Along with technology advances, new approaches to warehouse operations also can speed processing. One that’s known as “order streaming” or “waveless picking” can boost efficiency in both manual and automated environments, Kline says. It’s based on the concept that more consistent equipment utilization, rather than working in batches or waves, boosts efficiency.

Here’s how it can work: As orders become available, an optimization engine matches them to capacity, whether that’s determined by the labor force, or hardware, such as the number of packing stations, or something else. As capacity increases—say, more employees are scheduled—a signal tells the WMS to pull more work to the floor. If some orders are priority, they move to the head of the line. The goal is to keep equipment and employees consistently working near capacity, rather than in peaks and valleys.

What’s in the Mix?

Advances in warehouse technology appear likely to continue. As they do, future warehouses and distribution centers will deploy a mix “of forecasting, optimization, and analysis methods, coupled with simulations, machine learning algorithms, user interfaces, and the integration of automated guided vehicles and robots,” Salzinger says. Together, these technologies can drive efficiencies and accuracy in the use of materials, labor, and space.

Even as logistics and fulfillment technology advances promise increased efficiency and lower costs, they’re also powering a “democratization of warehouse operations,” Stikes says. “Gone are the days when companies had to spend millions of dollars to automate a warehouse.”

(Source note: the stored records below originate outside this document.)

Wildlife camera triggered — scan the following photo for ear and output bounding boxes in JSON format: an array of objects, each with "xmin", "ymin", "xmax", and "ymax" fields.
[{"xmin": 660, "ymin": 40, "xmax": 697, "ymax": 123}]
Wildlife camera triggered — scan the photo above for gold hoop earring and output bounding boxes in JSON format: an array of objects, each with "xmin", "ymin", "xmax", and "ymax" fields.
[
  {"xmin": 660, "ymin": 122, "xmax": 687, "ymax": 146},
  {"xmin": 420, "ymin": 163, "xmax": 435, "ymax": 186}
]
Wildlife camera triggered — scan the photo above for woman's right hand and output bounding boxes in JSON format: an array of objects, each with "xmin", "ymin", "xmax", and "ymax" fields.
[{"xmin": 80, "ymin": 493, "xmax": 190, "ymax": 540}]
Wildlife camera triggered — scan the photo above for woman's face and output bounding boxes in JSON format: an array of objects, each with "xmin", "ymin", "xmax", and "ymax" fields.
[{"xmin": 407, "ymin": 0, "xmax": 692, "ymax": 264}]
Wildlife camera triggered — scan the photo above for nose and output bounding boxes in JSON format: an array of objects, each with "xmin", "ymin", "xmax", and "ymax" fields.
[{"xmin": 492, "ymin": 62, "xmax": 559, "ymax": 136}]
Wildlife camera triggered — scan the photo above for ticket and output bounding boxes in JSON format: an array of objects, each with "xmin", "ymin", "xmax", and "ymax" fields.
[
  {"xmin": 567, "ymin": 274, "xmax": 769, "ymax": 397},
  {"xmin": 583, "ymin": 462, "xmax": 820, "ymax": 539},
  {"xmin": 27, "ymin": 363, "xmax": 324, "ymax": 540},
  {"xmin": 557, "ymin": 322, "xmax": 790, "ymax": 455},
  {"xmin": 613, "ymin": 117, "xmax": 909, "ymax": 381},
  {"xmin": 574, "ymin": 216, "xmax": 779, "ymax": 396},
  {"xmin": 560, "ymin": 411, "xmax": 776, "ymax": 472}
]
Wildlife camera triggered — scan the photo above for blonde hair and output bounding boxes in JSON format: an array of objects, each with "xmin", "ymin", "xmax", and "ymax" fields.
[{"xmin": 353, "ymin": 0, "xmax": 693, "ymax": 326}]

Keys to Boosting Warehouse Efficiency

Along with technology, process and change management are critical to speeding warehouse operations. Some guidelines:

  • Review current processes before implementing technology. Make sure they’re logical and relevant before introducing technology that will automate them.
  • Accurately define both the challenge and your goal. That way, you’re best positioned to map an effective route between the two.
  • Take a “pragmatic” approach when deploying robotics. “It has to be for a purpose and has to make business sense,” says John Stikes of DB Schenker Americas.
  • Encourage employees to be open to changes in technology, processes, and roles. Reluctance to consider even small changes can hinder the usefulness of any new technology.
  • Build to accommodate technology. While today’s robots may not require an entirely new warehouse, it’s still important to prepare the facility for them. This means, for instance, leaving enough aisle space that robot and pickers can work productively side-by-side, even during peak seasons.
  • Know your customer. While smaller warehouses can be located closer to population centers, they’re also not able to accommodate a massive breadth of inventory. Shippers need to know and stock the items customers in the surrounding area are most likely to order.